Take a hike: Author talks land history in library presentation
Author and journalist Alison O’Leary knows the best day hikes near Boston -- and a few of them are close to Wareham, too.
O’Leary led a talk with the Wareham Library Foundation, where she detailed some of the hiking spots in her book, “Best Day Hikes Near Boston.”
The book is a guide to 60 hikes, from Cape Ann to Chatham. It has information, guides and graphs that detail information from the difficulty of hikes to whether they’re dog-friendly. But one thing O’Leary wasn’t able to fit as much of in the book was history.
“I kept saying I really want to get this information in,” she said.
But her editor only allowed her a small bit of space under each hike’s description to get into the history.
“No, no. Just the facts, ma’am,” he told her.
So O’Leary took it upon herself to teach the history of the hikes in talks.
She said her interest in the history of land was first piqued when she found a California gold coin in her backyard as a child.
“It’s not as though my house is the first structure on this land,” she said. “It’s not as though my family are the first people on this land.”
O’Leary described hikes and things to do at Bradley Palmer State Park, Middlesex Fells, Lynn Woods, Walden Pond, Burrage Pond, Whitney Thayer Woods, Blue Hills and Myles Standish State Forest. And a few of those spots had some interesting history to go along with the hikes.

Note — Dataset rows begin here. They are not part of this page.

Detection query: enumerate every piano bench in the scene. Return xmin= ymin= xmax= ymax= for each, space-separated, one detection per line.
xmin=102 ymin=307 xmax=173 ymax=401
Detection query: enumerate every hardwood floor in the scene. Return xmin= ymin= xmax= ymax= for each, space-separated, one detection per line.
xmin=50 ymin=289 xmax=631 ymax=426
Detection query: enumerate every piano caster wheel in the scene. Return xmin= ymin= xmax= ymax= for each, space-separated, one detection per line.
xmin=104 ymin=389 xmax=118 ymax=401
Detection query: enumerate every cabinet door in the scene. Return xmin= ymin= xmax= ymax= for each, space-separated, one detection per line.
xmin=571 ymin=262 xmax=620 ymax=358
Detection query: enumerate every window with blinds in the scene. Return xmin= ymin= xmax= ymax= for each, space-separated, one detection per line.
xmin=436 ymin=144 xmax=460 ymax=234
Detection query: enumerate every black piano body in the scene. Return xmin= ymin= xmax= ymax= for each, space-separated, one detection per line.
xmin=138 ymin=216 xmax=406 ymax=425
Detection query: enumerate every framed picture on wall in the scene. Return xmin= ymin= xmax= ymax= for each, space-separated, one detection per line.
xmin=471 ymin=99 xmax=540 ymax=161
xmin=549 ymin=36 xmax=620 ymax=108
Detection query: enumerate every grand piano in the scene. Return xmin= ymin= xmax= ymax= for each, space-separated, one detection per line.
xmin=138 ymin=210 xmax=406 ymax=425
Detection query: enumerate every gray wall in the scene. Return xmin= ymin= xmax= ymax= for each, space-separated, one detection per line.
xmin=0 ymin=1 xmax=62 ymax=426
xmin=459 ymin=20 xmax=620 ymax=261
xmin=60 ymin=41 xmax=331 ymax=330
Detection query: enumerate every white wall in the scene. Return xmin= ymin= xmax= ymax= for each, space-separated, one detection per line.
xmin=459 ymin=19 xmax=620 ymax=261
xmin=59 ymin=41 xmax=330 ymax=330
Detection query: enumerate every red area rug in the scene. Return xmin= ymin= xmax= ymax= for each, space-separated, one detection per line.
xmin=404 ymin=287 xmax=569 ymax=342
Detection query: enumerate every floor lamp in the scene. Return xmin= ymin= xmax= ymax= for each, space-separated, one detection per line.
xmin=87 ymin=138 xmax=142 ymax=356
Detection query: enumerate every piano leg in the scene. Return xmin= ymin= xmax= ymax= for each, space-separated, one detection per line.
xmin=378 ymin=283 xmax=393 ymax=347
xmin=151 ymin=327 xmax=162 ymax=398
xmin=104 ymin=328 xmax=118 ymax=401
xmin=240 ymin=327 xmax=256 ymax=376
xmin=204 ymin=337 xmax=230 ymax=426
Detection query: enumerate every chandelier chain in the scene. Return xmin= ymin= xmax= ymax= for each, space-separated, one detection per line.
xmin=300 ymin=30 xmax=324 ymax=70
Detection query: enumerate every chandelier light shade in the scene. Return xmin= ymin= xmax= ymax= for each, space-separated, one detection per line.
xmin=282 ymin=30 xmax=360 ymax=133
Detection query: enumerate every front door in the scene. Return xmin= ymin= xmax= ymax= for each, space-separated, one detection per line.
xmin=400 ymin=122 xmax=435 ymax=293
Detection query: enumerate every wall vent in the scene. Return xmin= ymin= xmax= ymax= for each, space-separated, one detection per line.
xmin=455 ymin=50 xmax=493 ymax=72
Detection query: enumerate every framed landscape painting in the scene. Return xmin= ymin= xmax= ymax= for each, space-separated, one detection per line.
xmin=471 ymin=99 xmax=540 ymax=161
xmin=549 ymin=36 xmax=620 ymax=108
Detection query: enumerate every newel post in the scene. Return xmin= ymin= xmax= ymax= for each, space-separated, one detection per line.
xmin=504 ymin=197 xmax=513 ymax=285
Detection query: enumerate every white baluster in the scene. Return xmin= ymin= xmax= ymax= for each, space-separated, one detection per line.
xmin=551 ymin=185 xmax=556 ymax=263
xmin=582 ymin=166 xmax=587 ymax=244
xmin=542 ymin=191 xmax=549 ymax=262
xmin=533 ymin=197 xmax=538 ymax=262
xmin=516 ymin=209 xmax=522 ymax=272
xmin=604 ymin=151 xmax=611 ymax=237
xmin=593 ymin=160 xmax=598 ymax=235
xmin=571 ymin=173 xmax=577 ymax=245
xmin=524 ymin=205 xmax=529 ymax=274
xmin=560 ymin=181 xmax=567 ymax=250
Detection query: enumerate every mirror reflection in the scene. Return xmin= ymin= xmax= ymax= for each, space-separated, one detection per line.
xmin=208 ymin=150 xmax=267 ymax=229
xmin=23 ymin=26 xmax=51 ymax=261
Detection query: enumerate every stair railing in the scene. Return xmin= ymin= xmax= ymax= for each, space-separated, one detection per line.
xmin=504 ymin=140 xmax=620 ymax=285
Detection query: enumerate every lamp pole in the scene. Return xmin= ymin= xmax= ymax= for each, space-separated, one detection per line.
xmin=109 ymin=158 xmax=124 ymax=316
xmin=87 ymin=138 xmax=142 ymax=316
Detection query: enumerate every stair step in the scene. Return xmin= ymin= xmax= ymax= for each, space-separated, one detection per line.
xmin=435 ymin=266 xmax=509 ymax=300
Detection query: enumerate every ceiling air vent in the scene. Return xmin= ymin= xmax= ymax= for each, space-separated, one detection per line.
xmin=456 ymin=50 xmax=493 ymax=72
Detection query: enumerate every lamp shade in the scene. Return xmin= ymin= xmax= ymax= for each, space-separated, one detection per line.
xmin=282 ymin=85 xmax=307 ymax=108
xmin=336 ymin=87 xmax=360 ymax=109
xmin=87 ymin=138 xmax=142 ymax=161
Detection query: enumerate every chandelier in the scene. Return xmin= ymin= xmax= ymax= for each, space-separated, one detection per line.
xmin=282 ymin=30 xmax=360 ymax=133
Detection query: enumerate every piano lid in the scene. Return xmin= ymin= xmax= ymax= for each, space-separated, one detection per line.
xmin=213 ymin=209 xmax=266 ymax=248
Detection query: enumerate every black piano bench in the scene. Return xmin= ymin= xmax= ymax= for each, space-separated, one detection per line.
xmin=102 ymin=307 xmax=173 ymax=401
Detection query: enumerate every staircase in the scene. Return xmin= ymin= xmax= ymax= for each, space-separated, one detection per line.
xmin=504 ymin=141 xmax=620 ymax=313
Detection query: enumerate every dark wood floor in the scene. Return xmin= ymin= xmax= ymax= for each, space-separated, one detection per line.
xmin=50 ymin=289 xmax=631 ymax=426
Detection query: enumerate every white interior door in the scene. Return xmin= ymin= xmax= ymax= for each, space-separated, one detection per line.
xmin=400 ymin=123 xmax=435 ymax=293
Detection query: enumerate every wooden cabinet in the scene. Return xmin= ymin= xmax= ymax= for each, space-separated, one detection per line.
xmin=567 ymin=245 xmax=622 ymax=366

Bradley Palmer State Park’s namesake, an avid equestrian, had no heir. So his 721-acre property defaulted to the state after his death. Palmer’s mansion on the property, featuring ornate woodwork and a stone facade, is available for Massachusetts residents’ events.
There’s a local legend in Lynn about the Lynn Woods, which says a pirate that ran from a battle with the British Militia in the city elected to live under a rock in the Lynn Woods with his treasure. He and his treasure are said to have been crushed by the rock.
In the mid-1800s, Hiram Marble, a man who claimed to be able to speak to the dead, said he was called to the supposed site of the pirate’s demise, and began digging for the pirate’s treasure. The result was a 135-foot tunnel in the woods which can be visited today.
O’Leary also described the history of land in the state in general. Before industrialization, forests were a rarity -- farmers would raze the land for crops and livestock.
Post-industrialization, some of those forests began to grow back. White Pines were the first to repopulate the land and can now be seen, often contrasted by stone walls built by farmers, across the state.
Between park history and forest bathing, a kind of meditation in nature, O’Leary wants people to better appreciate nature.
“We tend to take for granted what we have in these green spaces,” she said.